The internet giant hopes to revolutionize the OS with its new offering. Netbooks loaded with Chrome OS lack hard drives, meaning everything from applications to documents are stored on the web, much in the model of cloud computing.
In fact, Chrome OS relies so much on the web that experts say the system is comparable to Google's web browser of the same name. The benefit of not having an internal hard drive is that the netbook will startup and run much faster than with traditional operating systems, according to Google.
Along with the launch of the OS, Google released a batch of prototype netbooks for consumers to test and announced the Chrome Web Store.
The Cr-48 netbook features a 12.1-inch screen, a Verizon 3G wireless plan free for the first 100 megabytes and have eight hours of battery life.
According to Google, developers have already loaded apps to the Chrome Web Store, which is essentially the netbook's answer to the Android Marketplace for smartphones. The apps store will initially be available in the U.S. only, with future expansion planned.
"When you play with it and hopefully use it every day, you will realize it does in fact work," Google CEO Eric Schmidt said at the launch event for the OS in San Francisco.
The hardware also features a full-size keyboard, but curiously lacks caps lock and function keys. This, Google vice president of product management for Google Chrome Sundar Pichai said, is to "respect the etiquette of the web,beats by dre solo." Translation: no more shouting on message boards and article comments by writing in all caps.

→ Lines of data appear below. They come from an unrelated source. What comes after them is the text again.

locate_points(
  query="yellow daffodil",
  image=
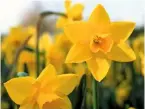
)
(62, 42)
(28, 58)
(138, 47)
(122, 92)
(56, 57)
(131, 108)
(44, 41)
(72, 13)
(98, 41)
(48, 91)
(14, 40)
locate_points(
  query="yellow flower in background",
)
(45, 40)
(56, 57)
(98, 41)
(48, 91)
(131, 108)
(72, 12)
(62, 42)
(138, 47)
(28, 58)
(122, 92)
(13, 41)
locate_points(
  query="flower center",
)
(101, 42)
(97, 39)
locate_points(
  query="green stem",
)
(95, 94)
(37, 45)
(38, 27)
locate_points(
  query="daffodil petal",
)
(66, 83)
(78, 53)
(66, 103)
(29, 105)
(120, 31)
(47, 75)
(98, 67)
(19, 88)
(62, 103)
(100, 19)
(122, 53)
(79, 31)
(76, 11)
(44, 98)
(61, 22)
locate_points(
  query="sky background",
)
(11, 11)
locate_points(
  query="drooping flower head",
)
(72, 12)
(48, 91)
(98, 41)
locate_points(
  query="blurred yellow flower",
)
(55, 56)
(138, 47)
(98, 41)
(28, 58)
(44, 41)
(48, 91)
(72, 13)
(62, 42)
(131, 108)
(122, 92)
(13, 41)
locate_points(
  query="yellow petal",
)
(76, 12)
(122, 53)
(29, 105)
(61, 22)
(61, 103)
(79, 31)
(19, 88)
(98, 67)
(78, 53)
(67, 5)
(100, 19)
(66, 83)
(120, 31)
(47, 75)
(44, 98)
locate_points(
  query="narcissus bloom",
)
(72, 13)
(48, 91)
(98, 41)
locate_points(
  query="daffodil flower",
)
(48, 91)
(72, 13)
(98, 41)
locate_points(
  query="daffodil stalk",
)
(42, 15)
(95, 90)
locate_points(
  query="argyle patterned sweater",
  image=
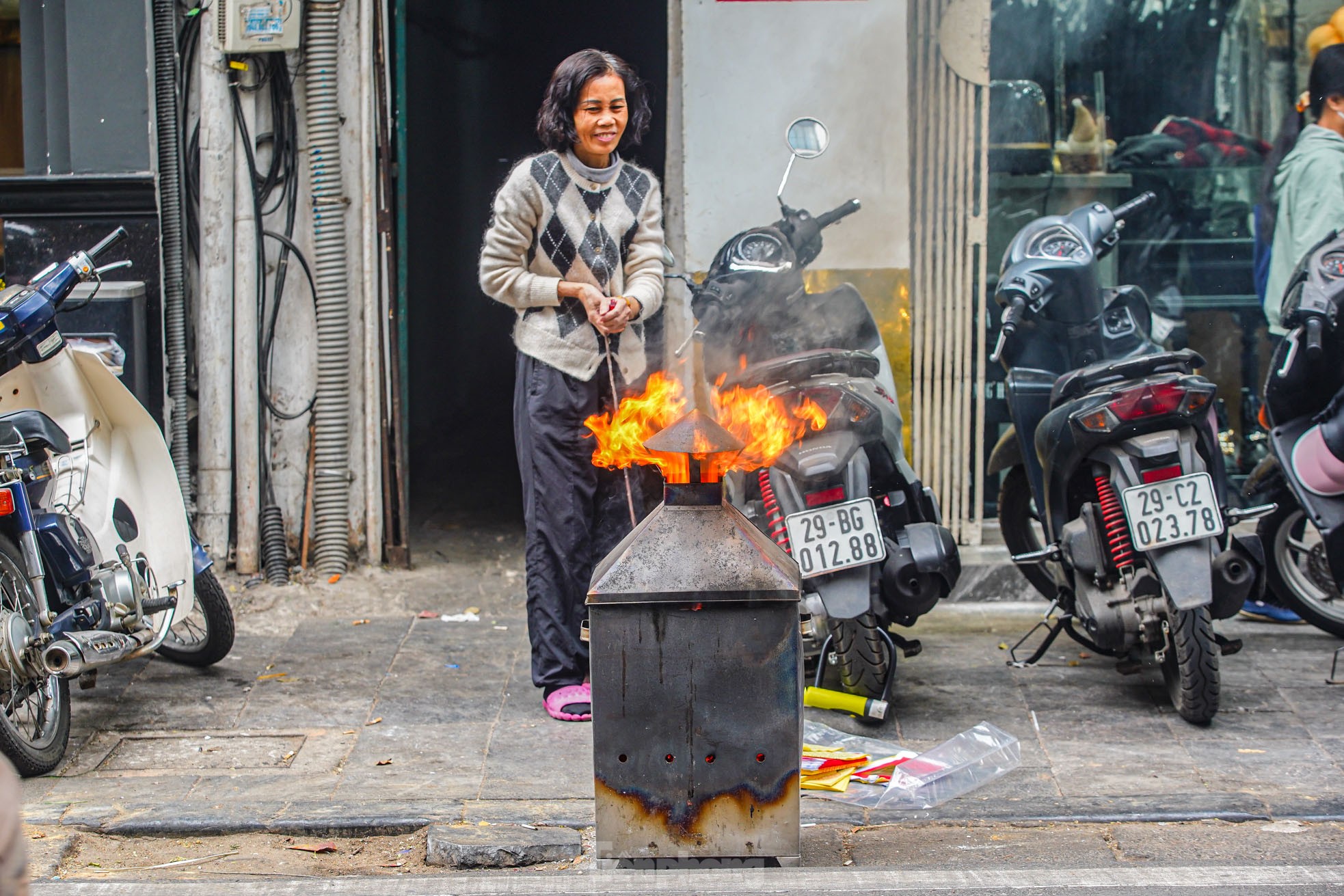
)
(552, 225)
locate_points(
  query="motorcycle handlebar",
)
(108, 242)
(1008, 325)
(1315, 327)
(826, 219)
(1139, 202)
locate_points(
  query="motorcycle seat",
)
(33, 429)
(792, 368)
(1086, 379)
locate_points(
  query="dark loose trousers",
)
(576, 512)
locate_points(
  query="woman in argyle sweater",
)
(576, 247)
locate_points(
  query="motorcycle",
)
(1114, 453)
(92, 520)
(1304, 410)
(844, 502)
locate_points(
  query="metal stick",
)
(616, 403)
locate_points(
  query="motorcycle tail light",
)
(1151, 399)
(1148, 399)
(1160, 473)
(827, 496)
(839, 403)
(1099, 421)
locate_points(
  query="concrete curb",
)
(500, 845)
(388, 819)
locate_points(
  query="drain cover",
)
(203, 751)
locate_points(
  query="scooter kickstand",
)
(1053, 625)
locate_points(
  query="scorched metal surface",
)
(697, 687)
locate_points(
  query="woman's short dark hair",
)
(555, 120)
(1326, 78)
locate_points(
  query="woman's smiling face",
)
(600, 120)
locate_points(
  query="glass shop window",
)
(1103, 100)
(11, 92)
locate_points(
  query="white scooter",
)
(92, 521)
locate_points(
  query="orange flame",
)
(764, 422)
(621, 435)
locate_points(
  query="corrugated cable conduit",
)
(332, 478)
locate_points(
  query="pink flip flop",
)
(567, 696)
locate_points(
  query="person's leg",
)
(14, 878)
(558, 485)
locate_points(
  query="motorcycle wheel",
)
(206, 634)
(862, 655)
(36, 712)
(1190, 665)
(1296, 569)
(1022, 530)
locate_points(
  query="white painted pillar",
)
(215, 300)
(371, 293)
(246, 402)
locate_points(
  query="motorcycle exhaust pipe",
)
(76, 653)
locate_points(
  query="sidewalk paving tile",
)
(1270, 768)
(1246, 726)
(428, 762)
(1103, 769)
(224, 791)
(539, 761)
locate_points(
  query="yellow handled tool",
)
(851, 703)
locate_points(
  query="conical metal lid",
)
(695, 433)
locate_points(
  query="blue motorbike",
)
(92, 523)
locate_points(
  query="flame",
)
(765, 422)
(621, 435)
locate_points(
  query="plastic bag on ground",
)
(952, 769)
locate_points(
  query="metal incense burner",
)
(697, 679)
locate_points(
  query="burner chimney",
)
(697, 666)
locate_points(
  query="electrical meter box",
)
(258, 26)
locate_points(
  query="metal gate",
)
(949, 120)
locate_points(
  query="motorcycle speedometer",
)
(758, 252)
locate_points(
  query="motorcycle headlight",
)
(758, 253)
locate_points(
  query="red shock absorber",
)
(773, 515)
(1113, 519)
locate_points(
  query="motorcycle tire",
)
(1019, 523)
(34, 731)
(861, 653)
(206, 636)
(1190, 665)
(1303, 584)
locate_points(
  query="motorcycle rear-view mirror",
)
(807, 139)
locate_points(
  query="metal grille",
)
(949, 118)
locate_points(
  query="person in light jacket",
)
(1308, 189)
(576, 247)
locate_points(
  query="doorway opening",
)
(474, 76)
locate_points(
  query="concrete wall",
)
(295, 364)
(748, 70)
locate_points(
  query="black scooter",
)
(1304, 405)
(1116, 444)
(844, 502)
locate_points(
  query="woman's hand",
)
(609, 314)
(617, 313)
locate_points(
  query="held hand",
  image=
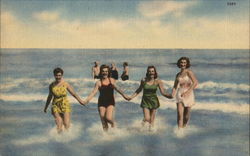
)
(184, 94)
(169, 96)
(84, 102)
(126, 97)
(129, 98)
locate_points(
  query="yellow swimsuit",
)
(60, 102)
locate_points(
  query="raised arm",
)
(175, 86)
(48, 99)
(194, 81)
(73, 93)
(161, 88)
(138, 90)
(93, 92)
(126, 70)
(93, 72)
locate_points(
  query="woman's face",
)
(58, 77)
(105, 72)
(183, 64)
(151, 72)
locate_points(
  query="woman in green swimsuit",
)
(150, 101)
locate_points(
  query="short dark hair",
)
(58, 70)
(156, 74)
(183, 58)
(102, 67)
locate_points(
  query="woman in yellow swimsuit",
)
(60, 105)
(183, 90)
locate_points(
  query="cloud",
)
(117, 33)
(47, 16)
(154, 9)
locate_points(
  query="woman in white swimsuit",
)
(185, 83)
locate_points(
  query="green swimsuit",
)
(149, 98)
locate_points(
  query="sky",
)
(105, 24)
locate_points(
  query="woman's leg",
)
(187, 112)
(66, 120)
(180, 111)
(59, 122)
(152, 116)
(110, 115)
(152, 119)
(102, 112)
(146, 114)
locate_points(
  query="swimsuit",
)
(149, 98)
(114, 74)
(106, 97)
(124, 77)
(60, 103)
(184, 84)
(96, 77)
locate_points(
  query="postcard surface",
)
(90, 114)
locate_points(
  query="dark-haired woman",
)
(185, 83)
(60, 105)
(150, 102)
(114, 71)
(106, 102)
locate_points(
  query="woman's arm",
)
(126, 70)
(194, 83)
(175, 86)
(73, 93)
(161, 88)
(93, 92)
(48, 99)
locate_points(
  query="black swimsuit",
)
(106, 97)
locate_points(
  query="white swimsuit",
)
(183, 85)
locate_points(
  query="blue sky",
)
(124, 24)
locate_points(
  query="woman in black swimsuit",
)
(114, 71)
(106, 102)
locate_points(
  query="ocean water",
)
(219, 121)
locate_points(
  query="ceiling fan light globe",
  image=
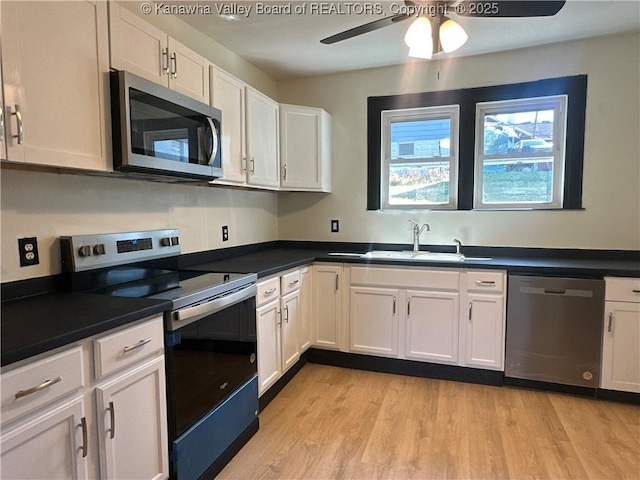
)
(452, 36)
(418, 33)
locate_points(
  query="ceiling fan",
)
(433, 31)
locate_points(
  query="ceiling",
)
(288, 44)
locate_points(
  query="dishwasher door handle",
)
(559, 291)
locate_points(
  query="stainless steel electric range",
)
(210, 339)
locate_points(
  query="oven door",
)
(210, 352)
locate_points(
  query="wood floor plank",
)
(335, 423)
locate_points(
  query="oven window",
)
(209, 360)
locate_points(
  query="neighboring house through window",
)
(499, 147)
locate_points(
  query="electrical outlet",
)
(28, 251)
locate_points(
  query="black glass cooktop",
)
(169, 285)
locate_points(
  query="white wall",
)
(49, 205)
(611, 199)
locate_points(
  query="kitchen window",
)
(516, 146)
(519, 158)
(419, 157)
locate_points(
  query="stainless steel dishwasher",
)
(554, 329)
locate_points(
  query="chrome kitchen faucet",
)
(417, 230)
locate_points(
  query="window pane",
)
(529, 132)
(421, 139)
(518, 181)
(419, 184)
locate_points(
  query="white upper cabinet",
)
(146, 51)
(262, 139)
(55, 64)
(305, 141)
(227, 95)
(250, 128)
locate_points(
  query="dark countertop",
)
(40, 323)
(272, 261)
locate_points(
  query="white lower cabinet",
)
(50, 445)
(280, 303)
(484, 327)
(621, 335)
(112, 426)
(373, 314)
(131, 423)
(306, 308)
(482, 323)
(327, 305)
(416, 314)
(431, 328)
(269, 353)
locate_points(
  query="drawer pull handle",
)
(85, 444)
(112, 412)
(37, 388)
(141, 343)
(485, 283)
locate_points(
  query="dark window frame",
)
(575, 87)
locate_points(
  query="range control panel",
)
(88, 252)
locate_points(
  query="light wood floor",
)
(331, 423)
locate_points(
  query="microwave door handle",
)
(214, 141)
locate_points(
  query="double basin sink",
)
(413, 256)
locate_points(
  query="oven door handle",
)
(191, 314)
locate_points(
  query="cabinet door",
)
(55, 62)
(621, 347)
(484, 331)
(306, 308)
(269, 355)
(431, 327)
(227, 95)
(290, 324)
(132, 424)
(137, 46)
(262, 139)
(188, 72)
(373, 321)
(327, 305)
(50, 445)
(301, 142)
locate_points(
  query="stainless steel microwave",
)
(163, 133)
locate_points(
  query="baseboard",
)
(404, 367)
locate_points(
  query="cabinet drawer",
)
(125, 347)
(406, 278)
(41, 382)
(267, 291)
(485, 282)
(290, 282)
(622, 289)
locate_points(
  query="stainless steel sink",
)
(415, 256)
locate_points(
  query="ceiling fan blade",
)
(508, 8)
(366, 28)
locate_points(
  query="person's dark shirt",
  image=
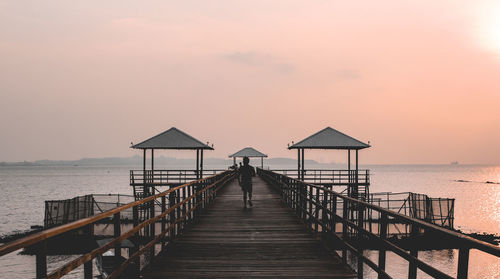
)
(246, 172)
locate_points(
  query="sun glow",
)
(489, 26)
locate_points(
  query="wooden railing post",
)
(316, 211)
(360, 241)
(412, 270)
(324, 211)
(164, 218)
(152, 230)
(41, 259)
(136, 265)
(463, 263)
(333, 219)
(117, 232)
(171, 202)
(383, 236)
(344, 229)
(87, 267)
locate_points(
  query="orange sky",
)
(420, 80)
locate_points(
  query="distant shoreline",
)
(137, 160)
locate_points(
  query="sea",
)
(475, 188)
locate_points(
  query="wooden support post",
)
(303, 169)
(360, 241)
(333, 219)
(197, 164)
(463, 263)
(316, 211)
(201, 163)
(152, 162)
(152, 229)
(356, 188)
(412, 270)
(87, 270)
(171, 202)
(349, 176)
(345, 216)
(117, 232)
(163, 219)
(41, 260)
(324, 212)
(298, 163)
(136, 264)
(383, 236)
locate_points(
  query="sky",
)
(419, 79)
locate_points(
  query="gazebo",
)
(249, 152)
(172, 138)
(330, 138)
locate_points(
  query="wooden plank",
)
(266, 240)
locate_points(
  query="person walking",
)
(245, 174)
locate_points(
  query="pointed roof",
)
(172, 138)
(248, 152)
(329, 138)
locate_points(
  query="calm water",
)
(477, 205)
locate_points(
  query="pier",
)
(295, 222)
(265, 240)
(191, 223)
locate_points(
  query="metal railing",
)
(179, 207)
(318, 206)
(330, 177)
(167, 177)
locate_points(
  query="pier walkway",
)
(267, 240)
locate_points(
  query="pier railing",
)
(179, 207)
(329, 177)
(318, 207)
(167, 177)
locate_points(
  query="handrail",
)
(309, 199)
(40, 237)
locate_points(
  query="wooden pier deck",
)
(264, 241)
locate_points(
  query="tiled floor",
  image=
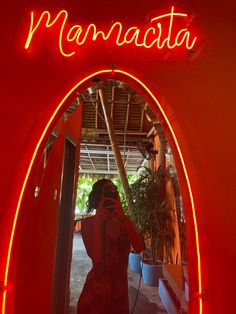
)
(148, 301)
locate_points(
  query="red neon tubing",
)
(105, 71)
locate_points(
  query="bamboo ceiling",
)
(132, 120)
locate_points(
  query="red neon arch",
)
(105, 71)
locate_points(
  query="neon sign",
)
(167, 31)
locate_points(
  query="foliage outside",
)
(151, 216)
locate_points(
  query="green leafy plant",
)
(151, 215)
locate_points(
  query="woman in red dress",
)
(108, 237)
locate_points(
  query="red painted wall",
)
(198, 96)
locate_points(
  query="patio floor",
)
(148, 300)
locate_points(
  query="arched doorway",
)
(186, 184)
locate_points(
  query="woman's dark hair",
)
(96, 194)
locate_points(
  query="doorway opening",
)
(143, 144)
(27, 189)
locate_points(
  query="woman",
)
(108, 236)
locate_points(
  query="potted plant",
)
(153, 218)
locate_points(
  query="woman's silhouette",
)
(108, 237)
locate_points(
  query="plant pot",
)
(135, 262)
(151, 273)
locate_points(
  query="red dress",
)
(106, 287)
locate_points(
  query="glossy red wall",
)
(198, 96)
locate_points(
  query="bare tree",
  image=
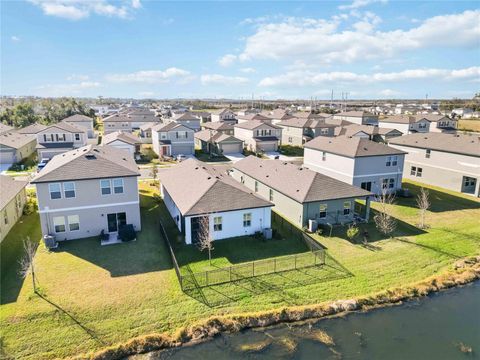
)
(423, 203)
(205, 240)
(384, 222)
(27, 263)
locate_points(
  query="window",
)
(105, 186)
(118, 186)
(59, 224)
(73, 222)
(217, 223)
(55, 191)
(69, 190)
(323, 211)
(247, 220)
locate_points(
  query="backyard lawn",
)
(94, 296)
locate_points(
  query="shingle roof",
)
(351, 146)
(299, 183)
(454, 143)
(88, 162)
(15, 140)
(212, 191)
(121, 136)
(9, 188)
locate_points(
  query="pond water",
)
(445, 325)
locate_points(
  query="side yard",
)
(96, 296)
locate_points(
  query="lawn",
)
(99, 296)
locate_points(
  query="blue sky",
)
(139, 48)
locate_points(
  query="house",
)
(220, 126)
(15, 147)
(373, 133)
(12, 200)
(214, 142)
(59, 138)
(173, 139)
(224, 115)
(231, 208)
(297, 131)
(358, 117)
(300, 194)
(258, 135)
(407, 124)
(87, 191)
(82, 122)
(123, 140)
(451, 161)
(357, 161)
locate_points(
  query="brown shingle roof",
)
(301, 184)
(212, 191)
(88, 162)
(351, 146)
(454, 143)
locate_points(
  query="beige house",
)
(12, 200)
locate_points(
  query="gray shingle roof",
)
(301, 184)
(197, 188)
(88, 162)
(454, 143)
(351, 146)
(9, 188)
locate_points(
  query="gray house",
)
(86, 191)
(173, 139)
(300, 194)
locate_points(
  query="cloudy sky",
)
(137, 48)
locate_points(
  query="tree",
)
(205, 241)
(423, 203)
(384, 222)
(27, 263)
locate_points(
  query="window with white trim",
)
(55, 190)
(69, 190)
(118, 186)
(73, 222)
(59, 224)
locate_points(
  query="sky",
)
(370, 49)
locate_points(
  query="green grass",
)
(99, 296)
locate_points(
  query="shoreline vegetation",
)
(464, 271)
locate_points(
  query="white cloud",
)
(310, 78)
(80, 9)
(150, 76)
(319, 41)
(209, 79)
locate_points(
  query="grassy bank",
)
(99, 296)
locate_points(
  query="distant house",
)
(297, 131)
(123, 140)
(357, 161)
(373, 133)
(358, 117)
(82, 121)
(12, 201)
(86, 191)
(300, 194)
(211, 141)
(173, 139)
(223, 127)
(447, 160)
(59, 138)
(15, 147)
(193, 191)
(224, 115)
(258, 135)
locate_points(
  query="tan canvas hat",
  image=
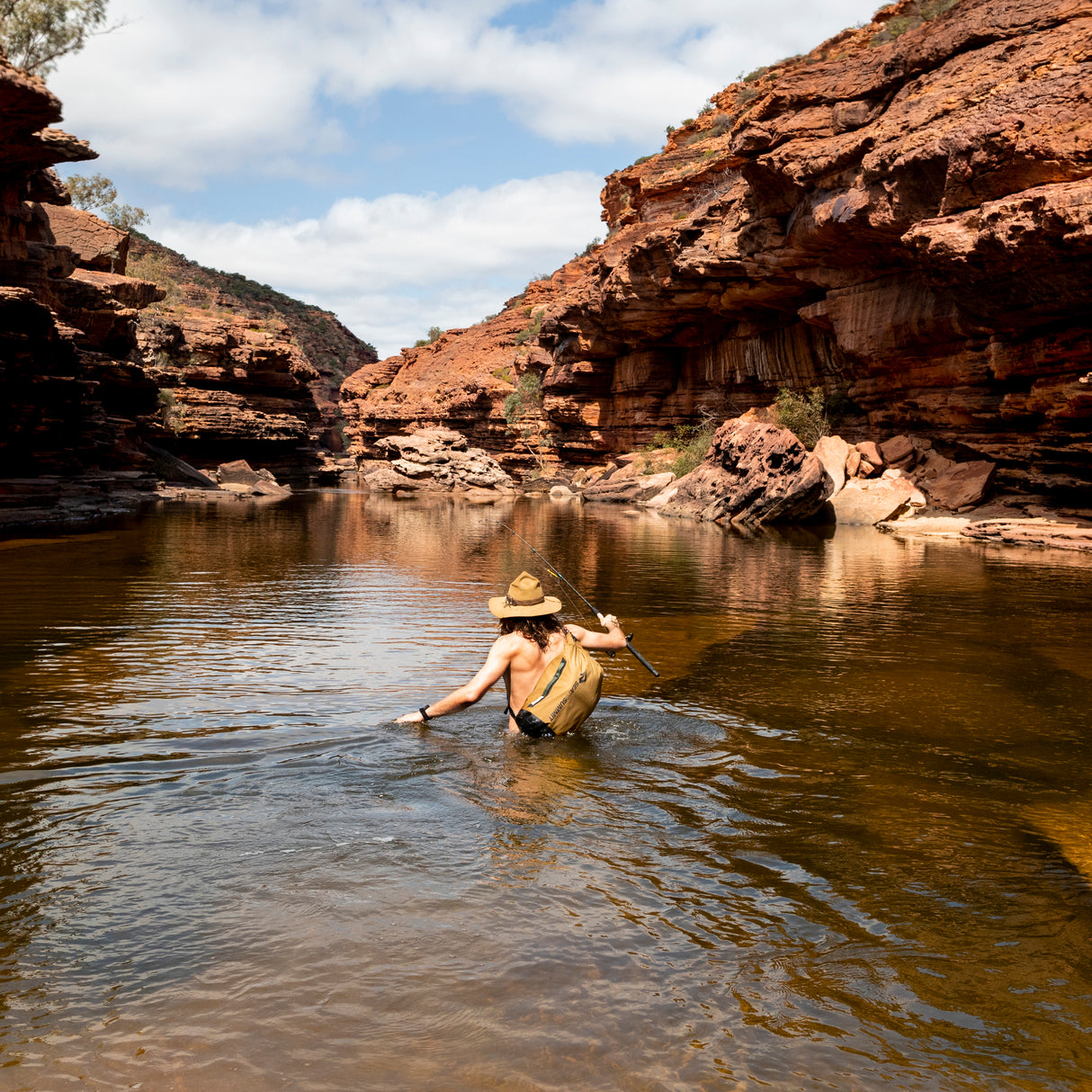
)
(524, 600)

Google expects Chrome OS-based netbooks to hit the market some time next year.
Microsoft has so far declined to comment the new competition. But any real challenge posed by Chrome OS will be years away. Microsoft's Windows 7, released in October 2009, has sold more than 240 million copies to date.
Still, the release of Chrome OS should stoke the already heated competition between the computer giants. Google has also focused efforts to cut into Microsoft's stranglehold on the enterprise computing market. Google's cloud-based productivity suite, Google Apps, is designed specifically to challenge Microsoft Office.